Maybe you’re considering to pursue an Executive MBA to change or expand your career, have friends or colleagues who have touted the transformative benefits of the courses, have always desired to apply to an MBA program but could not find the time to do so, or are looking to launch your own concept. Whatever’s the case, usually you’ll begin by looking at a ranking. If you’re in the US, you’ll probably first turn to U.S. News, while in Europe and Asia, you might be brought to The Financial Times. However, a ranking alone is a poor source for identifying ideal programs. Let’s take a look at a portion of the latest rankings from the top 3 global agencies:
As you look at these rankings side-by-side, the first point that might stand out to you is how few of the executive programs appear in more than one. Among those ranked top 10, there is not a single EMBA program that appears on every ranking and only 3 programs that show up across two rankings; those 3 are Northwestern Kellogg (Economist: 2; US News: 1), Berkeley Haas (Economist: 1; US News: 7), and IESE Business School (Economist: 7; Financial Times: 7). If you were to look at the full rankings, you would discover a number of additional shared programs, but they fall well outside the top 10; for instance, Kellogg/York, which rests in 9th place according to The Economist, appears in 49th according to The Financial Times.
Why are the differences among rankings so great? These lists are far more art than science. The measures, methods and weights of all ranking components, even when changed marginally, lead to significant disparities in the outcomes of participating schools. Not only that, but the rankings experience large volatility year-to-year, with schools dropping or rising dozens of positions, which isn’t true-to-life as quality among EMBAs rarely changes meaningfully on an annual basis. Moreover, many EMBA programs simply experience “rankings fatigue,” leading them to avoid the cumbersome process of gathering and submitting extensive amounts of verified data to every agency that asks, resulting in many notable exclusions from each list.
However, rankings do serve an important role in admissions.

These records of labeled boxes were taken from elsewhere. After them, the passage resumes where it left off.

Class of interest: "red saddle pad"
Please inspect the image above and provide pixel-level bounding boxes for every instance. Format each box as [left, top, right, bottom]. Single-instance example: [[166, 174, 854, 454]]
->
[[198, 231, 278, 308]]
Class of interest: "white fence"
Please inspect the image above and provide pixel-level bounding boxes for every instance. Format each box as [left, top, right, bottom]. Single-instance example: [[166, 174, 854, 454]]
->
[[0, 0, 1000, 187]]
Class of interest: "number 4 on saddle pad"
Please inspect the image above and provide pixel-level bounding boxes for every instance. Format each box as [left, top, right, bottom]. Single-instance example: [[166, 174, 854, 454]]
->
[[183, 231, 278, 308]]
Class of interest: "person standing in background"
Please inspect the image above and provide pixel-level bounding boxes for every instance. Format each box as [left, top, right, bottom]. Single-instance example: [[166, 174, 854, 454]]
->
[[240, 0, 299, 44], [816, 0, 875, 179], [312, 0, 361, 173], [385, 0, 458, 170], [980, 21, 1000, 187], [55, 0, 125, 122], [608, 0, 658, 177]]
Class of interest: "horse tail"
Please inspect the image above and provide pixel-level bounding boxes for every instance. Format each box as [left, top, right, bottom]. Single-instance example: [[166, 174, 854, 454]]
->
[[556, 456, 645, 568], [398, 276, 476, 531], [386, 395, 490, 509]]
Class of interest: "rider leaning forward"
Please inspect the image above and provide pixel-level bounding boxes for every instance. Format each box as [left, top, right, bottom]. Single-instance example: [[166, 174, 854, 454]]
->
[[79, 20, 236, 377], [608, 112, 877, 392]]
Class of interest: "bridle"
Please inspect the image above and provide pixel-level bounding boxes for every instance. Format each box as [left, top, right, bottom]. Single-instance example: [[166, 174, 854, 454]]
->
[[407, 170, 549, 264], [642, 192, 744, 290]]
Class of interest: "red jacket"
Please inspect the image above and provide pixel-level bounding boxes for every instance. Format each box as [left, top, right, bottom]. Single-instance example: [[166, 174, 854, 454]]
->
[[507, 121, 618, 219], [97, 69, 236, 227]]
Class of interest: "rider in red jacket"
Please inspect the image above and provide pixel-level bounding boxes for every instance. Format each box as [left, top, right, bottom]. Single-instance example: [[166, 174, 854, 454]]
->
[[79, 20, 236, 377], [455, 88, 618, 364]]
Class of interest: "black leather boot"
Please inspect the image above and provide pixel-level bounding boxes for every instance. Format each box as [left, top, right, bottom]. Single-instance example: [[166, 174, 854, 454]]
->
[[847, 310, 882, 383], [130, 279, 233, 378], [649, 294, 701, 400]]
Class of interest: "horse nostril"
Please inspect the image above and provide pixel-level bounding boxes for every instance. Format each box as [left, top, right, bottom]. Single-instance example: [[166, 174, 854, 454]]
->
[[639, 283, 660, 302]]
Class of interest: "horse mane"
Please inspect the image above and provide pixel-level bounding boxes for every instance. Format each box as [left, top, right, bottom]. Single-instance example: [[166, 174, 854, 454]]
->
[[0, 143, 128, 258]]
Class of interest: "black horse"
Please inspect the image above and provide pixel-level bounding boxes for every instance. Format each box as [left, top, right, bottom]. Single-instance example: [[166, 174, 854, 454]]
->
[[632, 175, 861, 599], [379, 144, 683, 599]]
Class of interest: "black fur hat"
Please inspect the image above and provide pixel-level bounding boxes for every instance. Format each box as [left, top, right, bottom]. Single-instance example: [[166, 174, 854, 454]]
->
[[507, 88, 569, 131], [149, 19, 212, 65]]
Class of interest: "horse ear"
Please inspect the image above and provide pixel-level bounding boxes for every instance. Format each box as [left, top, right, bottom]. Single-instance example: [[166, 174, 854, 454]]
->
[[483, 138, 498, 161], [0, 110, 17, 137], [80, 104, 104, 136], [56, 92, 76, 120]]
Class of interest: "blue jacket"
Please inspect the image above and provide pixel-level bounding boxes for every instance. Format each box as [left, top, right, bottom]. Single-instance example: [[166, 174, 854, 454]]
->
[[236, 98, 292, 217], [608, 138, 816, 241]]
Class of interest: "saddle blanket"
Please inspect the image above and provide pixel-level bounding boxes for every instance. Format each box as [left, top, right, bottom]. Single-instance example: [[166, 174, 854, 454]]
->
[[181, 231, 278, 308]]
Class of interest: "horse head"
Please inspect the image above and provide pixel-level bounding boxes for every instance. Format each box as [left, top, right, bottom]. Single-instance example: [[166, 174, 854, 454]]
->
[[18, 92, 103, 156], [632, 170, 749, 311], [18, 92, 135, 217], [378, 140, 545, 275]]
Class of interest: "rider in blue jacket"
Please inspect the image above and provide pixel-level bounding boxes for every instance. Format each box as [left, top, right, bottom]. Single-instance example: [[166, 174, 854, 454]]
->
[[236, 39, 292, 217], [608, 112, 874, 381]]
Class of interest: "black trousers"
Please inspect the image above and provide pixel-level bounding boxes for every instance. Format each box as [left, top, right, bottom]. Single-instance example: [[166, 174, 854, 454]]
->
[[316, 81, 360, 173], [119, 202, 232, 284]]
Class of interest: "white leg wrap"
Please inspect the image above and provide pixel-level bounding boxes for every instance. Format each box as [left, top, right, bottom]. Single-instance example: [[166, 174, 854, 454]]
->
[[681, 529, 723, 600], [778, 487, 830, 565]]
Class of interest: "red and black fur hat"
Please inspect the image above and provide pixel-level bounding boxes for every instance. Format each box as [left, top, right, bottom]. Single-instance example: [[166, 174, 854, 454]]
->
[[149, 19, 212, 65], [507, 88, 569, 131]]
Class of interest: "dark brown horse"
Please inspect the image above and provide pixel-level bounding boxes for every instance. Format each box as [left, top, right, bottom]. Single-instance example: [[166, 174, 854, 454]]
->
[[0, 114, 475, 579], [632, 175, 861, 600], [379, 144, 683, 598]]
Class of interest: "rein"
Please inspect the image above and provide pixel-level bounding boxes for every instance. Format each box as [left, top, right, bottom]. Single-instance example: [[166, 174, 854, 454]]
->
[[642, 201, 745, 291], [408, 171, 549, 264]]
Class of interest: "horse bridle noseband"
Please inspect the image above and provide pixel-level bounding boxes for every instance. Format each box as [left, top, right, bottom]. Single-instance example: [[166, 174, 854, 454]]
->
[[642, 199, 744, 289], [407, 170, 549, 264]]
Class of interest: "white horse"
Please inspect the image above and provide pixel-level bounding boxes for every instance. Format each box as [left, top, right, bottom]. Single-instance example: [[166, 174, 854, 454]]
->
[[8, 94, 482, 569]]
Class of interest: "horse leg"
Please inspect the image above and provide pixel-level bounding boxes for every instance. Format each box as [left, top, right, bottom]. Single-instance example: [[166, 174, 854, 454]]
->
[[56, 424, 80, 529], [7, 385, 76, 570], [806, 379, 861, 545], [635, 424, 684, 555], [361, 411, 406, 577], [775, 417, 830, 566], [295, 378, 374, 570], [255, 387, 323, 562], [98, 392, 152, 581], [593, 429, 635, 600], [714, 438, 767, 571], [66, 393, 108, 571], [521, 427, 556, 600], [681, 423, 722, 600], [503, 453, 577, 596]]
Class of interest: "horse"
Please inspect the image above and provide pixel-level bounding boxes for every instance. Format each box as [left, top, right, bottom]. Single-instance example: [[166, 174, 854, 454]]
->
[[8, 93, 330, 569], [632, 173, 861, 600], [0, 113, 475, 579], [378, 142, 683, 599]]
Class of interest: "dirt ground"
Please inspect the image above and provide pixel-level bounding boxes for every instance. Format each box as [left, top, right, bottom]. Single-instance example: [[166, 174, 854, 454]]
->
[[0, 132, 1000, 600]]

They are great for understanding your universe of options and gleaning the background data they provide on schools, such as salary information, alumni location, industry backgrounds, program impact, etc. To accurately select an executive MBA, you need to look deeper into your possibilities. Are you willing to move to multiple locations (ex: EMBA-Global Asia takes place in Hong Kong, Shanghai, NYC and London) or do you prefer to study more locally (ex: Yale takes place in Connecticut, USA)? Does it have a large cohort (ex: 236 at Wharton) or a small one (ex: 40 at UCLA-NUS)? Does it offer courses in luxury, such as HEC, or in fintech, such as Oxford? There are many questions about the program, its students, its partners and its post-EMBA added value that you’ll need to answer before you can arrive at a ‘ranking’ that works for your future.